L’oeuf de Pâques fait son chemin de Stanytsya Louhanska jusqu’à Lviv
Même dans les temps difficiles de la guerre, les habitants de Stanytsya Louhanska continuent à soutenir et à développer les traditions culturelles et historiques de l’Ukraine. En avril 2016, juste avant les Pâques orthodoxes, le Conseil des professeurs du district de Stanytsya Louhanska a initié l’action « L’oeuf de Pâques fait son chemin de Stanytsya Louhanska jusqu’à Lviv ». Cette action menée avec la participation des élèves de la ville, incluait une initiation à la peinture sur les œufs (pyssanke), le concours du plus bel œuf peint et une exposition des œufs peints dans le musée de la ville. L’objectif de cette action était de soutenir cette belle et ancienne tradition ukrainienne de Pâques, mais aussi de tisser des liens d’amitié avec d’autres petits Ukrainiens. Le point culminant de cette action a été l’échange des œufs de Pâques avec d’autres écoles ukrainiennes, y compris, des écoles de Lviv, Soumy, Odessa, Poltava et Oujgorod. Selon les organisateurs de l’événement, les enfants ont été très contents d’y participer et leurs parents ont aussi approuvé cette action. « Cette action a été suivie par les enfants de toutes les écoles de Stanytsya Louhanska, nous sommes heureux qu’ils aient soutenu cette idée et se soient vraiment donnés à fond ».
La directrice du Conseil montre avec fierté le travail des élèves : les œufs de Pâques en bois peint, décorés avec du strass et des applications et les paniers de paille.
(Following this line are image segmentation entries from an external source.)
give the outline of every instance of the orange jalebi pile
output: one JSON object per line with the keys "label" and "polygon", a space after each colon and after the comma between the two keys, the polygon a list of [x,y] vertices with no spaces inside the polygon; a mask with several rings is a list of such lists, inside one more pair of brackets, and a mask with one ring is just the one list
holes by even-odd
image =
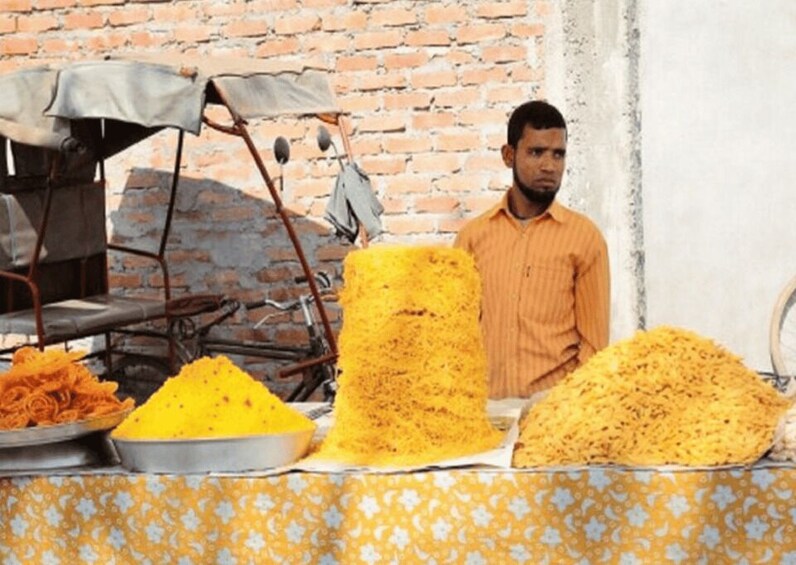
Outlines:
{"label": "orange jalebi pile", "polygon": [[102,382],[81,363],[84,353],[23,347],[0,373],[0,430],[65,424],[133,407],[115,382]]}

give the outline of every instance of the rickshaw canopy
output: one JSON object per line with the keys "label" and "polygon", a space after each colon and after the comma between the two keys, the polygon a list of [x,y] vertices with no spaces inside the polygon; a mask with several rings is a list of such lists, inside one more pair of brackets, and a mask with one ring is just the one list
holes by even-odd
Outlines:
{"label": "rickshaw canopy", "polygon": [[103,120],[100,158],[164,127],[198,135],[208,104],[244,120],[341,113],[322,70],[246,58],[108,56],[2,74],[0,92],[0,136],[58,151],[84,141],[75,121]]}

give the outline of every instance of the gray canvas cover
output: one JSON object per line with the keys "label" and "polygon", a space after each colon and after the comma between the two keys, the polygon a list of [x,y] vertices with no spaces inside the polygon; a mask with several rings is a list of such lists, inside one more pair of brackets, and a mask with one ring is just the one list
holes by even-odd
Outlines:
{"label": "gray canvas cover", "polygon": [[0,136],[55,150],[69,139],[69,120],[198,134],[205,105],[222,100],[249,120],[340,113],[323,71],[260,59],[114,56],[2,74],[0,93]]}

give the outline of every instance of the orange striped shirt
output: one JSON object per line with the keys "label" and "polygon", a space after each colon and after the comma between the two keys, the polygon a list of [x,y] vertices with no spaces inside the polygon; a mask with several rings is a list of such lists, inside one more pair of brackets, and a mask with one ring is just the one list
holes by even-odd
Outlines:
{"label": "orange striped shirt", "polygon": [[586,216],[553,201],[523,225],[505,195],[454,245],[481,274],[490,397],[547,389],[608,345],[608,250]]}

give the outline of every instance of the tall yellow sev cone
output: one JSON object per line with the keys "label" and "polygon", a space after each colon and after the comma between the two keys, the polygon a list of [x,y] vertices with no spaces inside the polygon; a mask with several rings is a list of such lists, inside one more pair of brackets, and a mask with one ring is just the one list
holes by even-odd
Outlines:
{"label": "tall yellow sev cone", "polygon": [[473,259],[447,247],[350,253],[340,292],[340,388],[317,457],[426,464],[494,448]]}

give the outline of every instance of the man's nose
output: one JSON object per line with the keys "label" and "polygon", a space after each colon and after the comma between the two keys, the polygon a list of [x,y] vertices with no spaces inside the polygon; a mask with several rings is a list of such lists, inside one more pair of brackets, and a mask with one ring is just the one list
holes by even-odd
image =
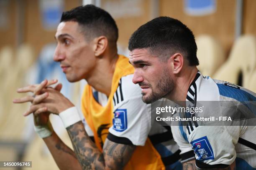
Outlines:
{"label": "man's nose", "polygon": [[144,79],[142,76],[141,73],[136,70],[133,78],[133,82],[134,84],[138,84],[139,82],[142,82],[143,80]]}
{"label": "man's nose", "polygon": [[58,45],[55,49],[54,60],[55,61],[60,62],[65,59],[65,55],[61,50],[60,45]]}

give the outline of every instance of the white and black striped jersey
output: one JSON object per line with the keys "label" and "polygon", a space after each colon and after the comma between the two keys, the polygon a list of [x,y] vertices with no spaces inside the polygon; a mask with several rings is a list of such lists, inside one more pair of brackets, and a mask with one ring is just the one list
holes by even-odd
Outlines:
{"label": "white and black striped jersey", "polygon": [[[223,168],[235,161],[236,169],[256,169],[256,123],[248,123],[252,120],[256,122],[255,96],[255,93],[243,87],[204,77],[198,72],[188,90],[187,106],[206,103],[213,107],[205,107],[202,113],[189,114],[190,117],[233,119],[241,112],[253,116],[248,119],[247,115],[242,118],[239,115],[240,121],[226,120],[222,123],[225,124],[218,125],[210,125],[218,120],[206,123],[196,120],[187,121],[186,125],[172,126],[181,154],[186,155],[184,160],[195,156],[200,168]],[[231,104],[234,102],[236,105]]]}
{"label": "white and black striped jersey", "polygon": [[[114,95],[114,117],[107,138],[118,143],[143,146],[148,138],[161,156],[166,170],[182,170],[179,147],[170,126],[151,125],[151,105],[141,99],[139,86],[132,80],[133,75],[121,78]],[[104,106],[108,100],[104,94],[93,91],[95,99]]]}

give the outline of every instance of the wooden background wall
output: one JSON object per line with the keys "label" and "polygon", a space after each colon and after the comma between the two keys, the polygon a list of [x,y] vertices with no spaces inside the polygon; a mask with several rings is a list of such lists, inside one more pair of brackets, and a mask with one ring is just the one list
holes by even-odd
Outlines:
{"label": "wooden background wall", "polygon": [[[10,45],[15,47],[18,43],[17,34],[18,5],[24,7],[24,23],[23,35],[23,42],[34,47],[37,55],[42,47],[46,43],[54,42],[55,30],[44,30],[40,21],[38,1],[35,0],[9,0],[8,15],[9,25],[7,30],[0,29],[0,48]],[[151,9],[154,0],[140,0],[138,5],[141,10],[140,16],[114,17],[119,29],[118,43],[126,47],[131,35],[141,25],[152,19]],[[123,2],[124,0],[101,0],[101,6],[107,3]],[[234,40],[236,0],[217,0],[215,13],[204,16],[191,16],[184,11],[184,1],[159,0],[159,13],[180,20],[194,32],[196,36],[207,34],[220,41],[226,53],[229,51]],[[65,10],[68,10],[82,5],[82,0],[64,0]],[[256,0],[244,0],[243,17],[243,33],[256,35]],[[113,11],[108,11],[110,14]]]}

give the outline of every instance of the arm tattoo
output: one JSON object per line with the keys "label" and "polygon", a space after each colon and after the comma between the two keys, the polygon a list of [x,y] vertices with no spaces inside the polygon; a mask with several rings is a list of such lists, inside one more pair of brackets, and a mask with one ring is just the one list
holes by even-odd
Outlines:
{"label": "arm tattoo", "polygon": [[76,156],[74,152],[60,140],[60,138],[58,138],[57,144],[55,145],[55,147],[58,150],[62,150],[63,152],[68,153],[72,156],[73,156],[76,159],[77,159],[77,157]]}
{"label": "arm tattoo", "polygon": [[197,169],[195,166],[195,160],[183,163],[183,165],[184,170],[196,170]]}
{"label": "arm tattoo", "polygon": [[82,122],[78,122],[67,128],[67,130],[83,169],[104,169],[103,155],[86,133]]}
{"label": "arm tattoo", "polygon": [[81,121],[67,130],[77,158],[84,170],[121,169],[130,160],[135,148],[106,139],[102,154],[90,139]]}
{"label": "arm tattoo", "polygon": [[103,154],[108,163],[106,166],[110,169],[123,169],[130,160],[136,146],[118,144],[108,140],[105,143]]}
Dans leurs réalisations, les élèves utilisent souvent les couleurs jaune et bleu du drapeau national de l’Ukraine.
Le soutien des ONG internationales aide à survivre
Alors que le gouvernement ukrainien essaie depuis deux ans d’élaborer une stratégie de politique sociale pour les habitants des territoires près du front, ces derniers ne peuvent compter que sur les bénévoles et les représentants des ONG internationales. À titre d’exemple, pour les fêtes de fin d’année, tous les élèves de l’école de la ville de Chtchastia sur la ligne de front ont reçu en guise de cadeau un cartable, rempli de fournitures scolaires offert par l’UNICEF. Cette même organisation a offert le matériel nécessaire pour 10 salles de classe aux élèves de l’école du village de Nijneteple.
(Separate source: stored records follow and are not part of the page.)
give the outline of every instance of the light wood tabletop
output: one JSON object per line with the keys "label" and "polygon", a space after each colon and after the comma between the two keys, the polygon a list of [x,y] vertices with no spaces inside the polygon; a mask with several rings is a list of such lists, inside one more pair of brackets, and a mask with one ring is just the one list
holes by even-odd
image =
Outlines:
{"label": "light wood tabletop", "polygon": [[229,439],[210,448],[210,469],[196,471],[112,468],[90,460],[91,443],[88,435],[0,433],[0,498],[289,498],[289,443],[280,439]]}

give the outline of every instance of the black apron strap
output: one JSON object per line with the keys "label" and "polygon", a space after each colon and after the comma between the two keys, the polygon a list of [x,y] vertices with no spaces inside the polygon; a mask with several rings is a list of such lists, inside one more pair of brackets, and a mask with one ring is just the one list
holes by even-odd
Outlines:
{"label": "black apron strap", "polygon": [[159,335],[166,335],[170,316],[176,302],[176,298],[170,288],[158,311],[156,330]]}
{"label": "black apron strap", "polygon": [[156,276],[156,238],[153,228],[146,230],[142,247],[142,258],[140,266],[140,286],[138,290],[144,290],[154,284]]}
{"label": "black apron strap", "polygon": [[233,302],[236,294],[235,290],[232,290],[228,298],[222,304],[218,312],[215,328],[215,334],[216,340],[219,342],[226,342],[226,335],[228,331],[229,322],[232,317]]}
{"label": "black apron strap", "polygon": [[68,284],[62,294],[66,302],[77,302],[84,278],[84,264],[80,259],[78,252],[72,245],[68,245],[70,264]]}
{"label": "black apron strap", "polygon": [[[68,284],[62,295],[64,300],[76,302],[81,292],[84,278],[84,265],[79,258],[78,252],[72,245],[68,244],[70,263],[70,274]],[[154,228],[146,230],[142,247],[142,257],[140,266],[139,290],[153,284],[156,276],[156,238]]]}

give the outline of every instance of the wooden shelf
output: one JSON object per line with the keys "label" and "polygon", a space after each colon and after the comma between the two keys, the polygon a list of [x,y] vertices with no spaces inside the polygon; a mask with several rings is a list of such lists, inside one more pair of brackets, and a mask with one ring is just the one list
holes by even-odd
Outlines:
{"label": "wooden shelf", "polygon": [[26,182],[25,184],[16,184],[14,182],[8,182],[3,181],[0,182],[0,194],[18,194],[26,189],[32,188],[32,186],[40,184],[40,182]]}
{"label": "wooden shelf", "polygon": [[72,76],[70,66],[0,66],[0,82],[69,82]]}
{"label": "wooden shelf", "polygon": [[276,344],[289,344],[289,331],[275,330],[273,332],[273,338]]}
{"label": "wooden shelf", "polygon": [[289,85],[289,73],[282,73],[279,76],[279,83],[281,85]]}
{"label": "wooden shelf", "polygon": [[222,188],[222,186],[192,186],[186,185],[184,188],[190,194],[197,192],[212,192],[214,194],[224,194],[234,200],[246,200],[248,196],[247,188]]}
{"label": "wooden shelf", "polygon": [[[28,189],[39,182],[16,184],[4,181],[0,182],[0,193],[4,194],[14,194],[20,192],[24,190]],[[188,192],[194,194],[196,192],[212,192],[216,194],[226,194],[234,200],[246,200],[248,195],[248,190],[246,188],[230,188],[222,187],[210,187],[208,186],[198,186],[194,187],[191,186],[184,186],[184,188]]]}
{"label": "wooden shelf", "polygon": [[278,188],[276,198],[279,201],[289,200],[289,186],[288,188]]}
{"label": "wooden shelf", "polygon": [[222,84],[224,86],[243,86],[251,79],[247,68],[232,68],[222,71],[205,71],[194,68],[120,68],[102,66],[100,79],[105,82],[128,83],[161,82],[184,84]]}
Nina est retraitée, elle vit dans le quartier où se trouve l’école détruite. Tous les proches de Nina sont partis : certains en Russie, certains sur le territoire sécurisé de l’Ukraine. Et elle est restée vivre dans sa petite maisonnette, seule avec Linda, un berger allemand abandonné par ses maîtres et récupéré par Nina il y a 6 mois. Elles essaient de survivre toutes les deux, une femme et sa chienne, dans cette ville où la nuit est éclairée non par des lanternes, mais par les lueurs des explosions.
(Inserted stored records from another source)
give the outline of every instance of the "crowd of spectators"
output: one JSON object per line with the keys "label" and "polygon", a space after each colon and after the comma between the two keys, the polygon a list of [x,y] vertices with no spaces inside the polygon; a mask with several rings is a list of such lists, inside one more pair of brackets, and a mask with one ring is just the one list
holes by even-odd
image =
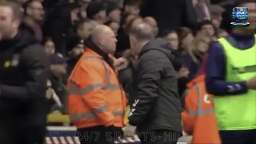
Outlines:
{"label": "crowd of spectators", "polygon": [[[236,1],[210,0],[16,0],[23,6],[24,22],[31,26],[50,56],[52,77],[49,94],[54,91],[50,109],[66,113],[66,84],[87,46],[87,39],[97,25],[109,26],[118,40],[117,58],[127,62],[119,68],[119,78],[132,100],[133,64],[127,36],[131,28],[144,21],[153,27],[156,37],[169,42],[177,58],[179,94],[186,84],[205,70],[209,45],[228,35],[230,8]],[[51,94],[50,94],[51,95]],[[133,95],[134,96],[134,95]]]}

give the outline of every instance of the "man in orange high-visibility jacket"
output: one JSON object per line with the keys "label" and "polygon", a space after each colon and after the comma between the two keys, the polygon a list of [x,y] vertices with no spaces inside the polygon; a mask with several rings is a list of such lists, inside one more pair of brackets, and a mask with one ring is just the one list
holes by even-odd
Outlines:
{"label": "man in orange high-visibility jacket", "polygon": [[212,96],[206,93],[204,77],[201,75],[187,85],[182,113],[183,130],[193,136],[191,143],[221,143]]}
{"label": "man in orange high-visibility jacket", "polygon": [[69,114],[81,143],[114,144],[124,126],[126,98],[109,55],[116,42],[109,27],[97,26],[69,79]]}

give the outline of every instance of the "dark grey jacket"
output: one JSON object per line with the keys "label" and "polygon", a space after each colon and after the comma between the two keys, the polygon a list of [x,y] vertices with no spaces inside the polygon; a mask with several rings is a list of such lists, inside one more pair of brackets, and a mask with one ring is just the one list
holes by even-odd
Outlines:
{"label": "dark grey jacket", "polygon": [[138,131],[159,129],[181,132],[181,100],[178,94],[173,50],[162,38],[145,44],[136,65],[136,104],[129,117]]}

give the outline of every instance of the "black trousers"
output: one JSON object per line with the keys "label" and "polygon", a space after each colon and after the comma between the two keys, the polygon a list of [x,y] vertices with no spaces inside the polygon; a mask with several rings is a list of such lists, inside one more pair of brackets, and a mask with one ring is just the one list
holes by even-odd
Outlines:
{"label": "black trousers", "polygon": [[176,144],[181,133],[175,131],[158,130],[150,132],[138,132],[141,144]]}
{"label": "black trousers", "polygon": [[76,136],[81,144],[114,144],[121,133],[121,128],[96,126],[78,129]]}
{"label": "black trousers", "polygon": [[220,131],[222,143],[256,144],[256,129],[251,130]]}
{"label": "black trousers", "polygon": [[0,119],[0,144],[43,144],[46,128],[32,126],[19,115]]}

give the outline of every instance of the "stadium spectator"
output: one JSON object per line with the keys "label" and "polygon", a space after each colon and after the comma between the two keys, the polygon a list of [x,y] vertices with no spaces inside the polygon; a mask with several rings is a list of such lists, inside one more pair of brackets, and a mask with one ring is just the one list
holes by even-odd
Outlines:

Nina est née et a vécu toute sa vie à Stanytsya Louhanska sans pratiquement quitter la ville, comme la plupart des habitants des petites villes et des villages du Donbass. Pour eux, déménager dans une autre ville est comme déménager dans un autre pays. C’est très difficile mentalement et financièrement aussi, car leurs petites maisons et parcelles de terrain, c’est tout ce qu’ils ont. Certains ont la chance d’avoir des familles aisées dans d’autres régions, qui sont prêtes à les accepter. Et ceux qui n’en ont pas ? Que peuvent-ils faire ? Où aller ? Personne ne les attend, hormis les bénévoles prêts à leur fournir toute l’assistance possible, mais ils ne peuvent assurer aux déplacés ni des logements ni des emplois. Et l’État ukrainien n’a pas été préparé fournir de l’aide aux gens que la guerre a chassés de leurs maisons.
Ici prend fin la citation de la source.